Particulièrement actif dans les années 70 et au début des années 80, époque où il était l’une des figures de proue de la nouvelle vague allemande, le cinéaste Werner Schroeter, également grand metteur en scène de théâtre, est surtout connu pour ses films Le règne de Naples (1978), Palermo (1980, Ours d’or à Berlin) et Le jour des idiots (1981).
Radical, baroque, extravagant, parfois même au bord de l’hystérie, son cinéma emprunte aussi bien au théâtre qu’à l’opéra, et met souvent en avant des femmes en décalage avec le monde hostile dans lequel elles évoluent.

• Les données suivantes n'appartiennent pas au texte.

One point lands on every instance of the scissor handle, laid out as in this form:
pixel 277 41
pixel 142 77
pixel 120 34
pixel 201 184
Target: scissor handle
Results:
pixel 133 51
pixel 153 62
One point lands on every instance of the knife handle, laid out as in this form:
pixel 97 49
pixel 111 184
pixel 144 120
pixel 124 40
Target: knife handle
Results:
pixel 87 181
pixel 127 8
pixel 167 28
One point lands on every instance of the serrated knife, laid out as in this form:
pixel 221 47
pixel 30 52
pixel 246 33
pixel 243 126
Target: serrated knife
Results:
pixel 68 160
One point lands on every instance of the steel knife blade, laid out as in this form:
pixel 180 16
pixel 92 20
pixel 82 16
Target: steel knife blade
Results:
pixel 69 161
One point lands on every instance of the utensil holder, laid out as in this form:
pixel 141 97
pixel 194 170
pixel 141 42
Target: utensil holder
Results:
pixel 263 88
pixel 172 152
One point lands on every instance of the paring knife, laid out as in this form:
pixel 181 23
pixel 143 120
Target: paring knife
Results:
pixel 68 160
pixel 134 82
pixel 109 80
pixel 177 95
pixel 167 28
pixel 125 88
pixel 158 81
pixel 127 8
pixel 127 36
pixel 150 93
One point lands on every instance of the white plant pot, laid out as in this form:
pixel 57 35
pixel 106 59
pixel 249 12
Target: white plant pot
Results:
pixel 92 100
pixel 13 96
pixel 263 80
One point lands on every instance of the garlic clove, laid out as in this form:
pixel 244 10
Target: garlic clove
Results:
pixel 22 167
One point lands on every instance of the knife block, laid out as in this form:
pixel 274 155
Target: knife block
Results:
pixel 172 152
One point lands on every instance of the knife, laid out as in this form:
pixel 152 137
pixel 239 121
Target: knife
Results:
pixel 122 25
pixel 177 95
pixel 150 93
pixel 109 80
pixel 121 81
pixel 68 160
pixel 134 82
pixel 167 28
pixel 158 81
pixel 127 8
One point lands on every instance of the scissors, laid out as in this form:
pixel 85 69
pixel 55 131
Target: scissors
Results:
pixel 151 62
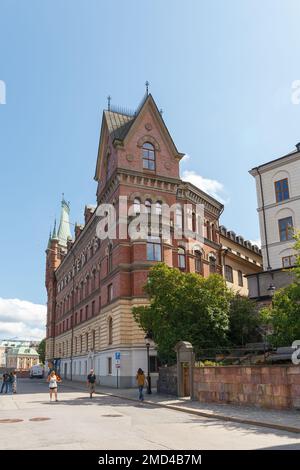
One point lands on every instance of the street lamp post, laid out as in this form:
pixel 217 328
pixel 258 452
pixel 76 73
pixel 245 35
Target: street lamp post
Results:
pixel 148 339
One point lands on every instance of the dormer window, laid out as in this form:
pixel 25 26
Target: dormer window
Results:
pixel 148 156
pixel 282 190
pixel 136 206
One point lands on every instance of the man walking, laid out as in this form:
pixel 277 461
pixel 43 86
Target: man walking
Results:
pixel 91 382
pixel 4 383
pixel 141 381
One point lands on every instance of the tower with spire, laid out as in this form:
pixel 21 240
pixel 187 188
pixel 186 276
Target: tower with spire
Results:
pixel 55 252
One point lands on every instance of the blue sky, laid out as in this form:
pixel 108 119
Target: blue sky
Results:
pixel 221 70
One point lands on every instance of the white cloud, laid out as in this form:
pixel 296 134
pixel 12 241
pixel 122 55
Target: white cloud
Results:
pixel 212 187
pixel 22 319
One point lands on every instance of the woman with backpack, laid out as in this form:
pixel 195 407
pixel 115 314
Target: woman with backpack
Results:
pixel 53 380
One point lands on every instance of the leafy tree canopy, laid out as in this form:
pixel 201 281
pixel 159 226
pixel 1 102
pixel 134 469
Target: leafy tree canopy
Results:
pixel 189 307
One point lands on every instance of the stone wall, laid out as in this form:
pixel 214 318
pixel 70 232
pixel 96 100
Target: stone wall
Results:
pixel 167 380
pixel 274 386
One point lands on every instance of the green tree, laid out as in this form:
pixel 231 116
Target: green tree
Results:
pixel 283 316
pixel 244 321
pixel 184 306
pixel 42 350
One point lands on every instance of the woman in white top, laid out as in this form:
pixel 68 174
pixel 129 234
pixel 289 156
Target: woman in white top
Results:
pixel 53 379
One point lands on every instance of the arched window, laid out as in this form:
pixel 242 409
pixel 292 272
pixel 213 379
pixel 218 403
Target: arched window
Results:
pixel 212 263
pixel 154 249
pixel 181 258
pixel 194 225
pixel 109 264
pixel 108 164
pixel 148 156
pixel 198 261
pixel 158 208
pixel 228 273
pixel 136 206
pixel 178 216
pixel 148 204
pixel 110 331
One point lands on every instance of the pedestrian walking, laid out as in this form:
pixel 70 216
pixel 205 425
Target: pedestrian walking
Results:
pixel 4 386
pixel 91 382
pixel 141 381
pixel 14 383
pixel 53 380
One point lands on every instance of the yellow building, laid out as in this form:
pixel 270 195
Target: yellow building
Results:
pixel 239 258
pixel 22 358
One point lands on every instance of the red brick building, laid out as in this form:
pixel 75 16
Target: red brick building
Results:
pixel 92 285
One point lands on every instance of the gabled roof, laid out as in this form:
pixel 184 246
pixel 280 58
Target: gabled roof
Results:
pixel 119 125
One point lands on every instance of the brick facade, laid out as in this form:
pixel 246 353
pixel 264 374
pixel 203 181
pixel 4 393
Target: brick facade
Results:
pixel 92 285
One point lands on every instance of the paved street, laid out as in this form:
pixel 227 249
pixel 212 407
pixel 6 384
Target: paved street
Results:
pixel 105 422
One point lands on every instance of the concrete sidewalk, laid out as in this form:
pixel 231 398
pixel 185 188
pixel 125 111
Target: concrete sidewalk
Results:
pixel 286 420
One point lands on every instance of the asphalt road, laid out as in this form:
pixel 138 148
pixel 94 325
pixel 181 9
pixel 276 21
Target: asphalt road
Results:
pixel 77 422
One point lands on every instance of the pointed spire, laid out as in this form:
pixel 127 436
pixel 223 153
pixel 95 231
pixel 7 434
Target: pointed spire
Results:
pixel 54 230
pixel 64 231
pixel 108 102
pixel 49 240
pixel 147 87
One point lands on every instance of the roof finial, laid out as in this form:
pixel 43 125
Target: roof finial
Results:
pixel 147 87
pixel 54 229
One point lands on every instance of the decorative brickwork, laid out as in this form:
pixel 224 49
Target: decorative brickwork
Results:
pixel 275 387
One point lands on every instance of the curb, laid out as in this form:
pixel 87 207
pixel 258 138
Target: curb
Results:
pixel 280 427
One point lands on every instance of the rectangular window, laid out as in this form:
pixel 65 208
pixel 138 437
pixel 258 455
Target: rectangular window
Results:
pixel 240 278
pixel 154 363
pixel 109 365
pixel 154 249
pixel 285 229
pixel 288 261
pixel 228 274
pixel 282 190
pixel 110 292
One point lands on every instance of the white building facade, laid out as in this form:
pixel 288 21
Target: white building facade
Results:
pixel 278 197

Schroeter aimait beaucoup se confronter aux autres cultures, tournant aussi bien en Italie qu’en France. Son dernier film, Nuit de chien, une adaptation de l’écrivain urugayen Juan Carlos Onetti, a été présenté à Venise en 2008, où le cinéaste, déjà diminué par la maladie, reçu un prix des mains de Wim Wenders pour l’ensemble de sa carrière. Il tourna cette coproduction franco-allemande, avec des comédiens français, à l’image de Deux (2000), l’une de ses deux rencontres avec la comédienne Isabelle Huppert, qu’il avait poussée dans ses retranchements en 1991 dans le surréaliste Malina. Il avait aussi dirigé Carole Bouquet dans Le jour des idiots.
Le cinéaste allemand Werner Schroeter est mort lundi 12 avril des suites d’un cancer de la gorge. Il venait d’avoir 65 ans le 7 avril dernier.